塩尻俊明先生は、自身も国保旭中央病院の内科医として外来を担当しながら、医師免許を取って間もない50人もの研修医たちに問診と診察術を教えています。

「患者の過去の病気や隠れた症状を見落とすと命に関わる。自分の目で確認し納得行くまで診察するのが何より大切」だと日々経験する医療での極意を伝えているとのこと――。

今回の研修医たちは―

  • (研修医)田金裕一郎(たがねゆういちろう) … 呉共済病院(広島)
  • (研修医)鷺森美希(さぎもりみき) … 橋本市民病院(和歌山)
  • (研修医)山口健太(やまぐちけんた) … 仙台厚生病院(宮城)

VTR1 患者:清水悦子さん(62歳)「熱があってだるい」

駄菓子店の店主、62歳女性。150cm、45kg。

  • 数日前から体調が悪くなった
  • だるくてお店で座り込んでしまった
  • 微熱が1週間も続いている
  • 吐き気は1週間前から…、食欲もなくご飯を食べて吐いてしまうこともあった
  • 吐いた後も楽にならず吐き気が続く
  • これまでに近所の整形外科で「変形性膝関節症」と診断されている
  • いつも飲んでいる薬はない
  • 来院三日前、だるい状態はすでにあった
  • 呼吸音、心音、背部、腹部痛はなし
  • 尿検査でグラム陰性桿菌(ぐらむいんせいかんきん)を発見
  • 頻尿や排尿時痛はなし

番組で登場した診断名(その1)

腎膿瘍(じんのうよう)

(研修医)田金裕一郎先生が最初に診断した病名です。

尿路感染症尿道から膀胱にばい菌が繁殖して「膀胱炎」となり、膀胱から尿管を遡り腎盂で炎症を起こす「腎盂腎炎」に発展。

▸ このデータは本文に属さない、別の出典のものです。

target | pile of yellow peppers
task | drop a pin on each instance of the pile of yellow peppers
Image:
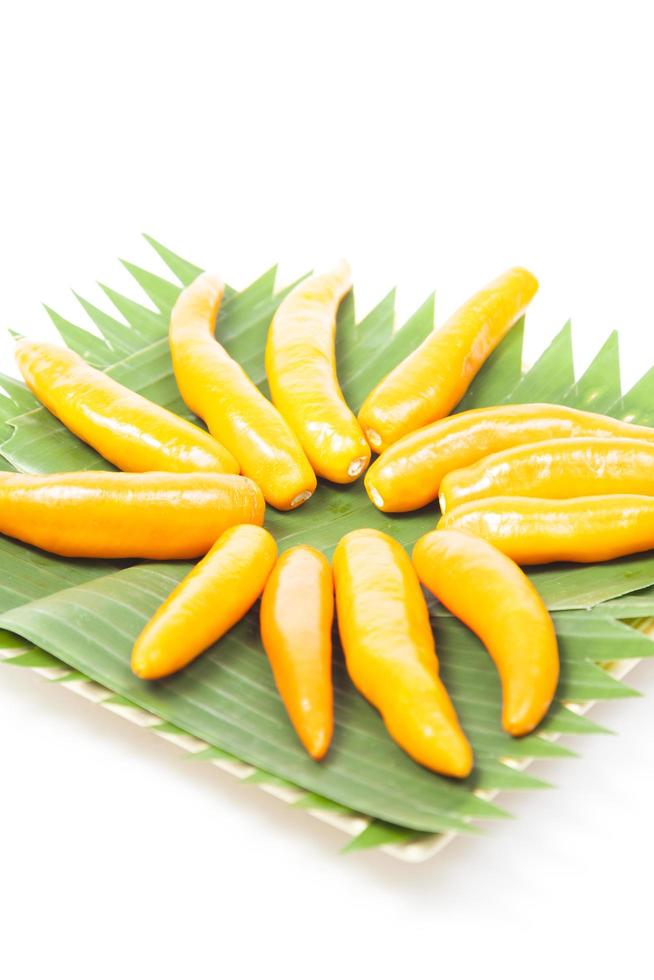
(516, 484)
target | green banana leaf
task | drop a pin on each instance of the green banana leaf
(86, 614)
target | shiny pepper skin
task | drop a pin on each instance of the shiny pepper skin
(126, 515)
(301, 370)
(534, 531)
(297, 612)
(127, 429)
(431, 381)
(408, 474)
(560, 468)
(495, 599)
(218, 390)
(390, 652)
(212, 598)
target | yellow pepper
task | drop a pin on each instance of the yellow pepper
(130, 431)
(390, 652)
(533, 531)
(495, 599)
(126, 515)
(559, 468)
(217, 389)
(212, 598)
(301, 369)
(431, 381)
(297, 612)
(408, 474)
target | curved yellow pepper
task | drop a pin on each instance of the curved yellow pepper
(431, 381)
(559, 468)
(408, 474)
(301, 369)
(390, 651)
(217, 389)
(495, 599)
(212, 598)
(130, 431)
(533, 531)
(126, 515)
(297, 612)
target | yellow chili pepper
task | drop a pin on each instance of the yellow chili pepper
(217, 389)
(301, 369)
(130, 431)
(408, 474)
(212, 598)
(559, 468)
(390, 651)
(533, 531)
(297, 611)
(431, 381)
(126, 515)
(495, 599)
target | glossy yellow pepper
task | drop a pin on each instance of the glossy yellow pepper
(390, 652)
(126, 515)
(212, 598)
(217, 389)
(297, 612)
(301, 369)
(489, 593)
(431, 381)
(559, 468)
(408, 474)
(533, 531)
(130, 431)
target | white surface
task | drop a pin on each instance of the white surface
(433, 144)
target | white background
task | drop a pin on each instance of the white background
(433, 144)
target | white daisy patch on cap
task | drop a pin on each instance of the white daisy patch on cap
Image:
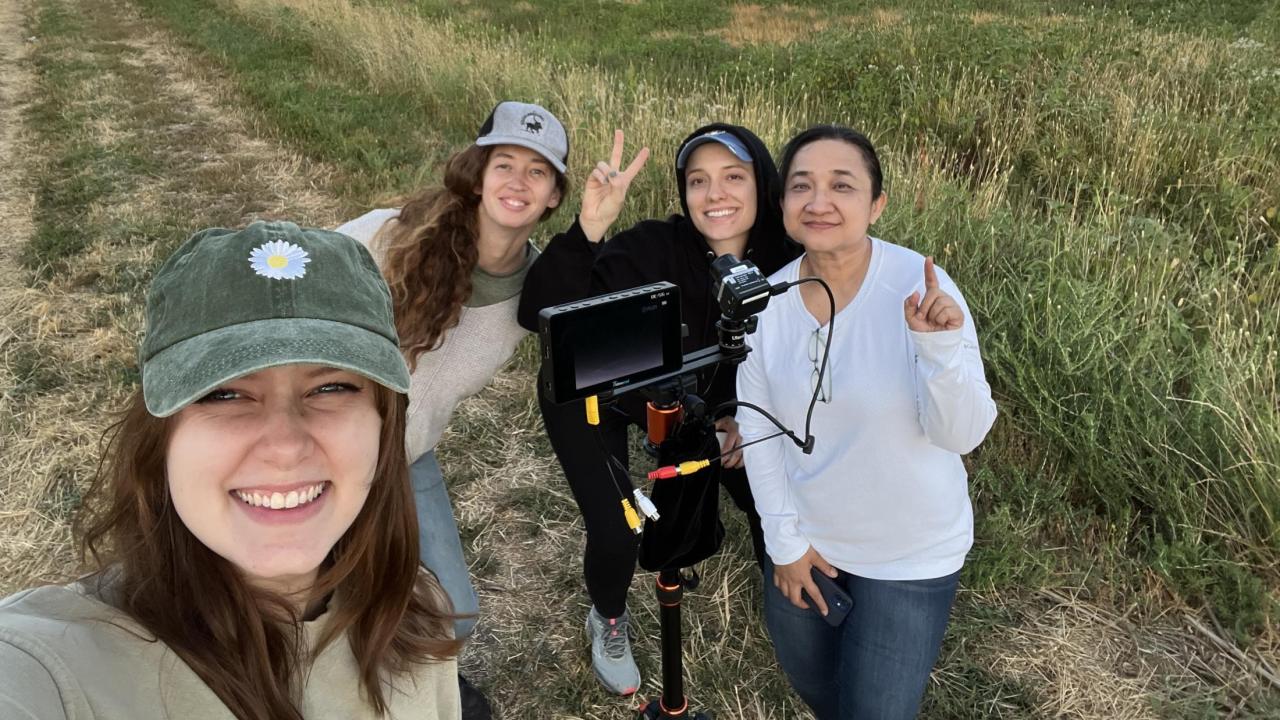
(279, 260)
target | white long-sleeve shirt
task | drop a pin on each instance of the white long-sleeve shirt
(885, 493)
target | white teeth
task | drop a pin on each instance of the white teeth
(282, 501)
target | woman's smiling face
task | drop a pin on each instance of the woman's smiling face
(270, 469)
(827, 197)
(519, 186)
(720, 191)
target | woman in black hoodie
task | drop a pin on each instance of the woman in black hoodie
(730, 195)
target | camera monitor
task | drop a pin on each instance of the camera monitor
(595, 345)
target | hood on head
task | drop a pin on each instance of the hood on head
(767, 244)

最終的に、腎盂からその奥の腎臓内部まで達すると「腎膿瘍(じんのうよう)」になります。

腎膿瘍の症状は「背中の痛み」「寒気、震え」「発熱」など。2,3日で重症化し命に関わることもあります。

◯合わない点は?ーー

患者:清水さんの場合は、腎膿瘍であれば2,3日で重症化するはずですが、すでに熱が出続けて1週間が経過していました。

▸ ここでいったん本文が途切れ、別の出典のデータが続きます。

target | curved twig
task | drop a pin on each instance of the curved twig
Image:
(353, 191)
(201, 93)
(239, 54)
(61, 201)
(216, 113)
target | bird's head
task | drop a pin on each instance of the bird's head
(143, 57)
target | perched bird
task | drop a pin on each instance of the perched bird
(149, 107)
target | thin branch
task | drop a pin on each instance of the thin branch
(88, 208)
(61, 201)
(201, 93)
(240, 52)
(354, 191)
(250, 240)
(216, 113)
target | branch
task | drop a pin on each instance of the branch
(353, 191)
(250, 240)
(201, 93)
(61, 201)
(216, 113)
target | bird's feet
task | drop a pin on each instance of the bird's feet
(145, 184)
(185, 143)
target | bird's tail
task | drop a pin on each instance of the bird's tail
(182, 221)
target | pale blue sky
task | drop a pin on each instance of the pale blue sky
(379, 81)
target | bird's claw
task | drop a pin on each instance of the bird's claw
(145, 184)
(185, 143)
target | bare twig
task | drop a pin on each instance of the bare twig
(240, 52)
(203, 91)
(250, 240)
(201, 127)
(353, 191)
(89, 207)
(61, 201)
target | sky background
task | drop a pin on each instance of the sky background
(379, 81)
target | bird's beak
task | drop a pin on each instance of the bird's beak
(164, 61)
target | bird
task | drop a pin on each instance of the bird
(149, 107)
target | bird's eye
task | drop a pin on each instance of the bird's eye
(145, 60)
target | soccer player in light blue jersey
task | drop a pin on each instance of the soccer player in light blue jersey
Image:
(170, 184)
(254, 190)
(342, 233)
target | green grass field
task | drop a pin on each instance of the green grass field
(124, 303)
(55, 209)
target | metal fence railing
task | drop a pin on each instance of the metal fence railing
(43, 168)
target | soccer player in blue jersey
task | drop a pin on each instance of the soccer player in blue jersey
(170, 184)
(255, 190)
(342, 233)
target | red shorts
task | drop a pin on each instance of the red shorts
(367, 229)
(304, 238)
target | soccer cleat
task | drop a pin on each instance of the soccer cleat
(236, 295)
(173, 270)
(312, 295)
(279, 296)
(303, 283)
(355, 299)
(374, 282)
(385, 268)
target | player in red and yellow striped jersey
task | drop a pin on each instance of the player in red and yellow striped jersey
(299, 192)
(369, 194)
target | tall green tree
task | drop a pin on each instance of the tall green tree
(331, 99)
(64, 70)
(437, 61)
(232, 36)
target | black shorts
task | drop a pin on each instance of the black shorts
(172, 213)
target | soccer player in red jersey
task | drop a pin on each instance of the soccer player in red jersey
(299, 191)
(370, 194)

また、寒気や背中の痛みがありません。これらのことから、今回出たグラム陰性桿菌は熱やだるさには関係のない、「無症候性細菌尿」の可能性が高いとのこと。

副腎不全(ふくじんふぜん)

(研修医)鷺森美希先生、(研修医)山口健太先生が最初に診断した病名。

副腎は腎臓の上にある小さな臓器です。副腎が分泌する「コルチゾール」は痛み、疲労、不安など全身の炎症を抑える役割をしています。

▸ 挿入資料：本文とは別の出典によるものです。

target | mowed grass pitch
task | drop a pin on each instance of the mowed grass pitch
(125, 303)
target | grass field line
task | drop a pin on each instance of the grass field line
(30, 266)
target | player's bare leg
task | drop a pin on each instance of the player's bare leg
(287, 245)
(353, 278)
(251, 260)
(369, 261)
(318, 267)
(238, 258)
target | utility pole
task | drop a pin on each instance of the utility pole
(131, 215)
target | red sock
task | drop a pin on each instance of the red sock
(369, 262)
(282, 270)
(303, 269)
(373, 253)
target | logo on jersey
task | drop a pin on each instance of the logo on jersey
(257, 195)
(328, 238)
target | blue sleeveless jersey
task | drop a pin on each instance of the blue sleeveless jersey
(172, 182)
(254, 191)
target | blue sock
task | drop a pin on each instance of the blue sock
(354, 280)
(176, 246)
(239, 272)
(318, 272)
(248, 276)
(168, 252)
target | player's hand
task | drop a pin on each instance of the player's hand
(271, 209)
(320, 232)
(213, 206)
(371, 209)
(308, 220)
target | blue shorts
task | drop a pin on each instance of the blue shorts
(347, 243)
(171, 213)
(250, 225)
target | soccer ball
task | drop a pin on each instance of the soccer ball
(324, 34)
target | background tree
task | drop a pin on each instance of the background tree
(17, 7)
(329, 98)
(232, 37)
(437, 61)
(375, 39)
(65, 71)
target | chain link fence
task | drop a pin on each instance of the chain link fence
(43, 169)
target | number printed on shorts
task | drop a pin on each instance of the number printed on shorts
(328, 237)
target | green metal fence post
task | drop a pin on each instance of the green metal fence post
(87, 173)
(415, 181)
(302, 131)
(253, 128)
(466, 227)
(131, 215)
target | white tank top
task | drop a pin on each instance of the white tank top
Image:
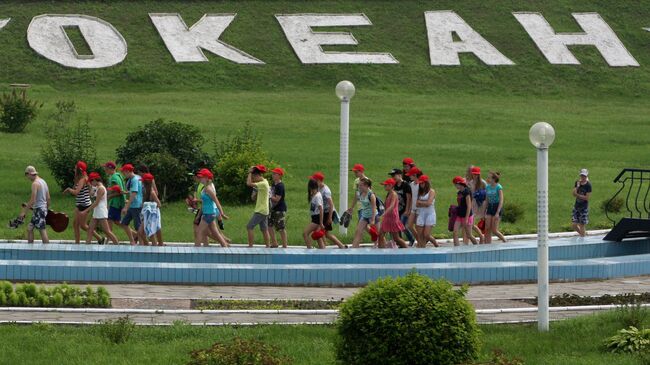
(101, 210)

副腎の機能が衰えると「だるさ・発熱・吐き気・嘔吐・食欲不振」などが起きます。

◯合わない点は?ーー

患者の主訴にあったひざの痛みが、副腎不全と合わない。

しかし、ドクターGの塩尻俊明先生は、「グラム陰性桿菌」という細菌感染があったのだから医師としては副腎不全より先に「感染症(=尿路感染症)」について疑い、それを否定してから次の診断に移るべきだと研修医たちへのアドバイスがありました。

(※実は、最終診断は「副腎不全」なので、鷺森先生と山口先生はこの時点で正解でした)

尿路感染症腎盂腎炎⇒腎膿瘍へ

尿路感染症(にょうろかんせんしょう)は、尿道からばい菌が入り、膀胱で感染すると膀胱炎になります。

そのバイ菌が尿管をさかのぼり、腎臓の腎盂(じんう)という尿が集まる場所に感染すると腎盂腎炎に発展します。

さらにその奥へばい菌が達すると「腎膿瘍(じんのうよう)」になります。

無症候性細菌尿(むしょうこうせいさいきんにょう)

患者の清水さんは、尿にグラム陰性桿菌が居ました。しかし膀胱の内部で細菌が繁殖して「膀胱炎」となりますが、細菌が居ても頻尿や排尿時痛などが現れない場合があり、これを「無症候性細菌尿」といいます。

膀胱内には免疫バリアがあって、菌が居ても自然に完治するので無症候性細菌尿の場合は治療の必要はありません。

50歳以上の女性のおよそ20人に1人みられます。

変形性膝関節症(へんけいせいひざかんせつしょう)

変形性膝関節症は、老化などによって膝の関節の内側にある軟骨がすり減って変形し炎症を起こす病気。

動かすと痛みがあり、膝が腫れる人も。O脚になる。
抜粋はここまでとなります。